# Bear's track build



## bearsox (Apr 22, 2006)

*I finally had some time and energy to do a few things to set up the track i have been neglecting . So since i wanted and needed a new table I have to scratch one out. I also wanted something with some sort of rounded corners so i am working out that issue as i go . Anyway i sorta forgot to take some pics at a few points but ya may get the jist of what i am up to thus far from the few pics i did take LOL ! 

Bear :wave:
*http://ballsoutho.webs.com/


----------



## Black Oxxpurple (Jul 3, 2011)

Nice looking table. Keep the Pictures coming.

Thanks


Rob


----------



## bearsox (Apr 22, 2006)

*I had a bit of trouble adding pics here as the system keeps rejecting some . Here is another of what 1 of the track layout plans May end up as . Not 100% yet but something like this .

Bear :wave:
*http://ballsoutho.webs.com/
*
Oh and BTW the golf cart pics are of my custom baby ! She is a 48volt high speed 32MPH , Jeep front , diamond plate floor , custom dash and steering wheel , DVD and CD player w/ Full ground effects lights , leather seats for 4 people and custom wheels ! All i need is a beverage blender and yee haw ! :thumbsup:
*


----------



## beast1624 (Mar 28, 2009)

Love the golf cart. With that much wattage you should be able to fit a Kegerator in the back!


----------



## tjd241 (Jan 25, 2004)

I like that layout design. It's balanced nicely and looks like a nice flowing ride. :thumbsup:


----------



## NTxSlotCars (May 27, 2008)

So, you're gonna power that nice lookin track with the golf cart?


----------



## joegri (Feb 13, 2008)

hey dennis that looks to be a very cool n easy trak:thumbsup:. yer gonna enjoy that one. also let me guess.. yer retired in florida and spending the grand kids money on golf carts and dinner at the olive garden!!!enjoy it man you deserve it man. shuffle board anyone? what is the trak brand name? just and some rails and power and the tm will know where you are at all time.


----------



## bearsox (Apr 22, 2006)

beast1624 said:


> Love the golf cart. With that much wattage you should be able to fit a Kegerator in the back!

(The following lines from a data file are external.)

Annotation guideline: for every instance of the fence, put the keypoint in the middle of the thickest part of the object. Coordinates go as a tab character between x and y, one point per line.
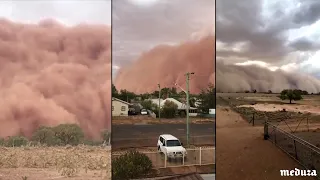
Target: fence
198	156
119	143
303	152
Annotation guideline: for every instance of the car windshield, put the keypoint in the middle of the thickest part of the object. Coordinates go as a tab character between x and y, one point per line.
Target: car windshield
171	143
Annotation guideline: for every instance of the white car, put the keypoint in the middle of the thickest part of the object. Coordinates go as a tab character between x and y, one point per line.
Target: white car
144	112
171	146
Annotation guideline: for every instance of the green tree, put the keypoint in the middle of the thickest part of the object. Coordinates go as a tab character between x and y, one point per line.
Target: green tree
70	134
169	109
126	95
149	105
131	165
289	94
155	94
45	135
207	99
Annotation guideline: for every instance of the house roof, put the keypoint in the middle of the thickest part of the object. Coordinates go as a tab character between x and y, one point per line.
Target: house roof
178	103
189	176
124	102
169	137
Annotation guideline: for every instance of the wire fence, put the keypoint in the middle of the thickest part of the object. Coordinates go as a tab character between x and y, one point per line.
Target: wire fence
302	151
198	156
121	143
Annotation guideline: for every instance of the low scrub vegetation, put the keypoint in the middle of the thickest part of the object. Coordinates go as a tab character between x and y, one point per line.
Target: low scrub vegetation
131	165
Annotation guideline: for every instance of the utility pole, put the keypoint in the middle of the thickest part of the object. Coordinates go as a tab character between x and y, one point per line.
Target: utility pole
188	104
159	101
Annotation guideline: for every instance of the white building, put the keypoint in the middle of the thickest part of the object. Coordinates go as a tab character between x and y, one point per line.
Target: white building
119	107
181	106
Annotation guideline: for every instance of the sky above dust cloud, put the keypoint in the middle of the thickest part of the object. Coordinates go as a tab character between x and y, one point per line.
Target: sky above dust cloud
55	66
276	35
156	38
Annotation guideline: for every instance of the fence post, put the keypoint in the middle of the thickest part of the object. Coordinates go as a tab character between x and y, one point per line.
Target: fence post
275	135
165	160
253	119
200	156
295	149
266	132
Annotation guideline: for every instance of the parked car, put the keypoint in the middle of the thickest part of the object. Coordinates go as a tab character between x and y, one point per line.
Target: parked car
144	112
171	147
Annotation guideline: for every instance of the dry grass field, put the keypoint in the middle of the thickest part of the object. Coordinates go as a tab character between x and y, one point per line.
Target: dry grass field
302	117
41	163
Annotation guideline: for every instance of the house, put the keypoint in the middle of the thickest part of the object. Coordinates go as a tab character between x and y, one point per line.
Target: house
120	107
181	106
189	176
136	107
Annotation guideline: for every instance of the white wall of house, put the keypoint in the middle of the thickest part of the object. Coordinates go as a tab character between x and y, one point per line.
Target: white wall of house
119	108
181	106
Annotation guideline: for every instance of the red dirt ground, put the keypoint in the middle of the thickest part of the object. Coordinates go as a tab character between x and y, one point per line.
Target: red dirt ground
242	154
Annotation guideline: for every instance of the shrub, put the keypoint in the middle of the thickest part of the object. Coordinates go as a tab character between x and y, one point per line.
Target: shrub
105	134
45	135
131	165
92	142
16	141
169	110
70	134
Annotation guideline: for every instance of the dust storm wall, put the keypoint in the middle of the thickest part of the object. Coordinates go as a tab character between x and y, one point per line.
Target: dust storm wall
52	74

*Yes ! And a blender for Margaritas !!! As is they can see me coming at night with the ground effects and sure as heck hear me anytime with the music LOL ! Bugs the hell out of guys around the golf course and i feel like Rodney Dangerfield . I can't golf and just go out and goof around to bother those with a stick up the keister LOL ! 

Bear :wave:
*http://ballsoutho.webs.com/


----------



## shocker36 (Jul 5, 2008)

Nice looking setup so far


----------



## ajd350 (Sep 18, 2005)

That cart have guide pin on it? LOL


----------



## bearsox (Apr 22, 2006)

joegri said:


> hey dennis that looks to be a very cool n easy trak:thumbsup:. yer gonna enjoy that one. also let me guess.. yer retired in florida and spending the grand kids money on golf carts and dinner at the olive garden!!!enjoy it man you deserve it man. shuffle board anyone? what is the trak brand name? just and some rails and power and the tm will know where you are at all time.


*Hey Joe ,
the wife has had 3 different carts now and not stuck with her's yet . She can't decide is she wants to go granny or keep up with crazy hubby LOL ! She did have a custom Betty Boop that was oddly kinda cool and fast BUT... she sold it for a granny cart again. 
Hey the track is just a Maxtrack i had here i figured i should use since i had 2 . The table will allow me to swap to the other track later should i decide to do so as it also will fit . I rounded the corners some to allow for ease of manuvering around for marshals . I finally found the material i wanted for the round edges so now i can get my colors and them too ! 

Bear :wave:
*http://ballsoutho.webs.com/


----------



## Ralphthe3rd (Feb 24, 2011)

Looking Good Dennis :thumbsup:
PS- I WISH that I had a MaxTrax like that.... I'm still with sectional, but it gets the job done


----------



## shocker36 (Jul 5, 2008)

Next time Im down in FL Ill hit ya up, or next time your back in IL let me know


----------



## Gerome (Sep 25, 2011)

Are the pictures still there? i'm having browser problems and was wondering where they were.


----------